Now, I know what you’re thinking, “It’s the Wildcat, Devon! You idiot, it’s supposed to help the rushing attack, especially Miami’s!”
That’s just it though, everybody and their mother knows that when Ronnie Brown lines up in the backfield as a quarterback, a running play is about to happen.
Opposing defensive coordinators and their defenses know that they will see some smoke-and-mirrors action and, because of this knowledge, defenses going up against the Dolphins spend extra time in practice and film study working on being able to eliminate this element of the Dolphins’ offensive attack.
Proving my case that it wasn’t just a one-week disappointment, Indianapolis also had difficulty against the run in its first game of the season.
Maurice Jones-Drew, David Garrard and Montell Owens, yes that Montell Owens…the one out of Maine, were able to collectively pound the ball on the ground 26 times for a 114 yards and an average of 4.4 yards-per-rush.
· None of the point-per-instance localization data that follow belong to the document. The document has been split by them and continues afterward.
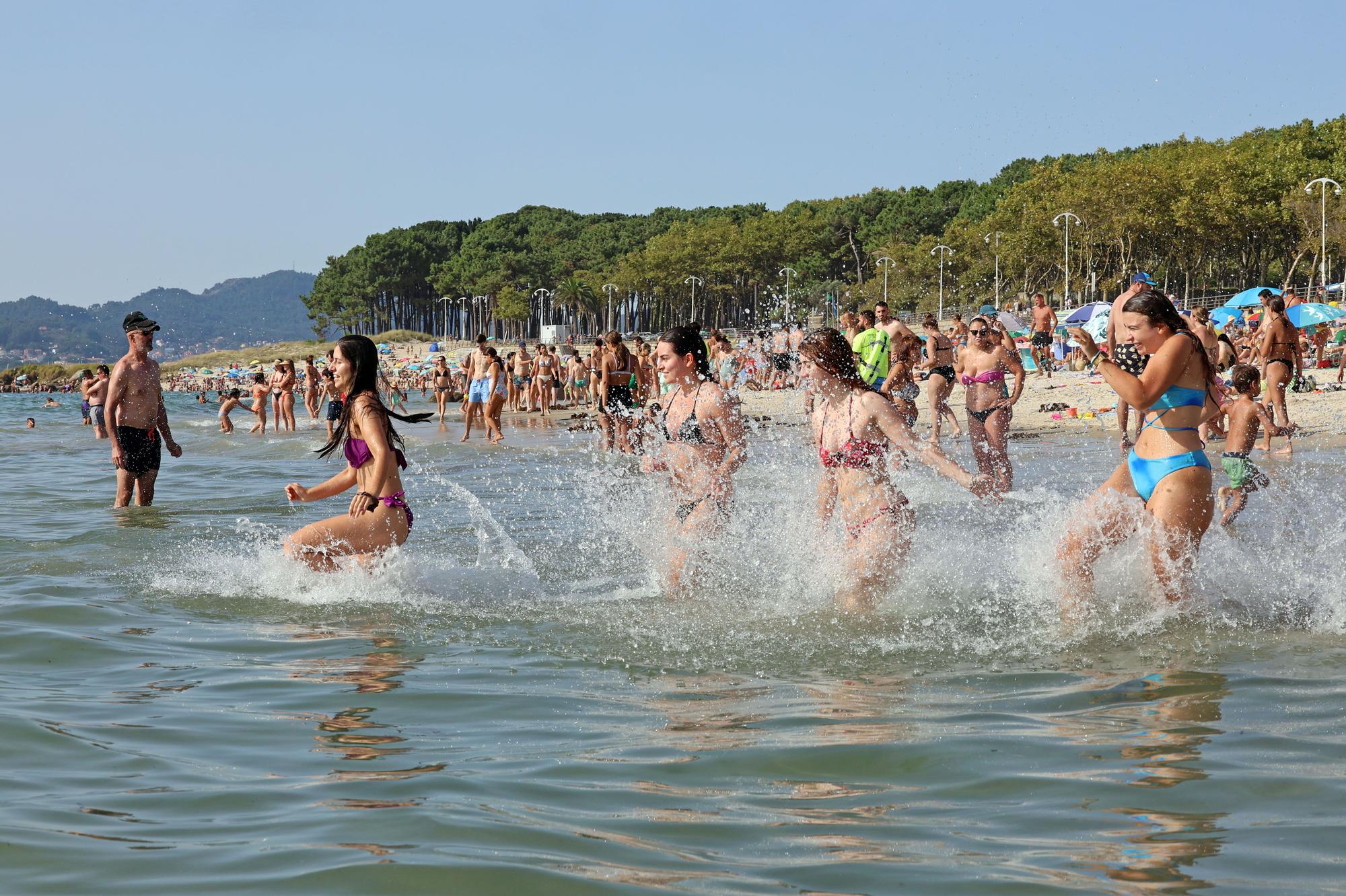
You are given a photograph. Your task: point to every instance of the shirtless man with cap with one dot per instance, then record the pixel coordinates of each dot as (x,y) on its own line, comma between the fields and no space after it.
(135,410)
(1044,325)
(888,325)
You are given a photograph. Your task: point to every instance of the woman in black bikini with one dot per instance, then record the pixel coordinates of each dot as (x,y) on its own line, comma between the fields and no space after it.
(900,385)
(274,383)
(618,404)
(379,515)
(940,364)
(701,450)
(854,428)
(982,369)
(1282,357)
(444,383)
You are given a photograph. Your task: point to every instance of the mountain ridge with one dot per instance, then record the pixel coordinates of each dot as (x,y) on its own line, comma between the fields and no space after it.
(232,313)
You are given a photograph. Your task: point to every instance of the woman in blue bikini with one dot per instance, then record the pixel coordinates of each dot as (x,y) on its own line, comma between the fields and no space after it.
(1168,469)
(379,515)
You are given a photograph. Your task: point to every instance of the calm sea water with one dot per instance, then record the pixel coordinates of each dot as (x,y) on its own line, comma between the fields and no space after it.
(509,704)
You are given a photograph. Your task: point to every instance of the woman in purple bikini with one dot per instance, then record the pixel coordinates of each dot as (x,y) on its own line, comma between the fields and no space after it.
(982,369)
(379,515)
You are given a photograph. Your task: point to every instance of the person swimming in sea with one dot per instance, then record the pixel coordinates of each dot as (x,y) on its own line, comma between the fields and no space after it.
(379,516)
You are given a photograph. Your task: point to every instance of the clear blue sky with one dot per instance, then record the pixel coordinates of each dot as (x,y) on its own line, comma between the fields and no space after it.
(177,145)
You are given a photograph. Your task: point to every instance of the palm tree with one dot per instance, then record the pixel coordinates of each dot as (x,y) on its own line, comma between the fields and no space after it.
(578,297)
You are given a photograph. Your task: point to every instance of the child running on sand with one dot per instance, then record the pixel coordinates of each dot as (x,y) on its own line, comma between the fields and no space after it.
(229,404)
(1246,416)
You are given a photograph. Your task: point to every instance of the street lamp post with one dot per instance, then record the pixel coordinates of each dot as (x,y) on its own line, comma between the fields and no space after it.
(694,281)
(788,272)
(888,263)
(1056,221)
(446,302)
(1322,256)
(609,289)
(987,239)
(461,321)
(540,294)
(942,250)
(481,315)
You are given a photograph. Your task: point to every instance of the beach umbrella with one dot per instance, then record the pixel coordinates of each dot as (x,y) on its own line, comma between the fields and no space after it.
(1088,313)
(1098,326)
(1312,314)
(1248,298)
(1223,317)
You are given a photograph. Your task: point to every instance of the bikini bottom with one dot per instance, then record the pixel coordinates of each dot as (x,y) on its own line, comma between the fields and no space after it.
(686,511)
(982,416)
(893,511)
(1146,473)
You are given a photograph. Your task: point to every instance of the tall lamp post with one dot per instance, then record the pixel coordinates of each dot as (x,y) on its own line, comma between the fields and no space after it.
(788,272)
(1067,216)
(462,322)
(1322,256)
(888,263)
(694,281)
(446,302)
(942,250)
(609,289)
(987,240)
(481,315)
(540,294)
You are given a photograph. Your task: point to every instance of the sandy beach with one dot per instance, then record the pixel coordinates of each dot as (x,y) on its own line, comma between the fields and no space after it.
(1044,407)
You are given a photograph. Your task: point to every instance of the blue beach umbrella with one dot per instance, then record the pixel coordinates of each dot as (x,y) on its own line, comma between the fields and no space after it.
(1312,314)
(1223,317)
(1248,298)
(1087,313)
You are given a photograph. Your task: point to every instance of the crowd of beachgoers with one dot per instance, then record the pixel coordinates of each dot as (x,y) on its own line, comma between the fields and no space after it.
(1180,381)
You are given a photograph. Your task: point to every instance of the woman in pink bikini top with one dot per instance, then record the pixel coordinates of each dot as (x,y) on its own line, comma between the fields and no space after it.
(854,430)
(379,516)
(982,369)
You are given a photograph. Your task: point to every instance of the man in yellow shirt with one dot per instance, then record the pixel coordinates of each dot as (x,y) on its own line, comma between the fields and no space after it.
(872,350)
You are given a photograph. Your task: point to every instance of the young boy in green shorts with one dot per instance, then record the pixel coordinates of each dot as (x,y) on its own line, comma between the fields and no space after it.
(1246,416)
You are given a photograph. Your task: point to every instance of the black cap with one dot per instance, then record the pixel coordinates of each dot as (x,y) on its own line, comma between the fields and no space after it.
(138,321)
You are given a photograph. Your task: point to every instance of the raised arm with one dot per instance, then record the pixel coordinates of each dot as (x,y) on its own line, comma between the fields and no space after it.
(729,422)
(1161,373)
(1012,361)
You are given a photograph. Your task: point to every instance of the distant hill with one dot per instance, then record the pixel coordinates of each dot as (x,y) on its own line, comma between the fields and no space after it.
(238,311)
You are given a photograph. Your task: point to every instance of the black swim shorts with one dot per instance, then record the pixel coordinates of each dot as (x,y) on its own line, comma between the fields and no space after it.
(620,402)
(139,450)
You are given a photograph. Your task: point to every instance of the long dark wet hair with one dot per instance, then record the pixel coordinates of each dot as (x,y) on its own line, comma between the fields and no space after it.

After two tough games against the Jacksonville Jaguars and the Arizona Cardinals, defensive units that have thus far had success in shutting down opposing offenses’ running plays, and a bye week in Week Seven, the Seahawks get the privilege of taking on the Dallas Cowboys and the Detroit Lions.
Dallas’ defense has some big names in its first unit, but they haven’t produced at the level they should, giving up 4.8 yards-per-carry after games against the Tampa Bay Buccaneers and the New York Giants.
What about the Lions, the team known for two things: playing each Thanksgiving and losing football games?
Believe it or not, Detroit is actually better than somebody in something!
At 4.5 yards-per-carry after facing Mike Bell and the Saints in Week One and Adrian Peterson and the Vikings in Week Two, the Lions are better in yards-per-carry allowed than the Colts, Cowboys and the Giants, just to name a few. Despite that ‘victory,’ 4.5 yards-per-carry is hardly anything to jump up for joy about.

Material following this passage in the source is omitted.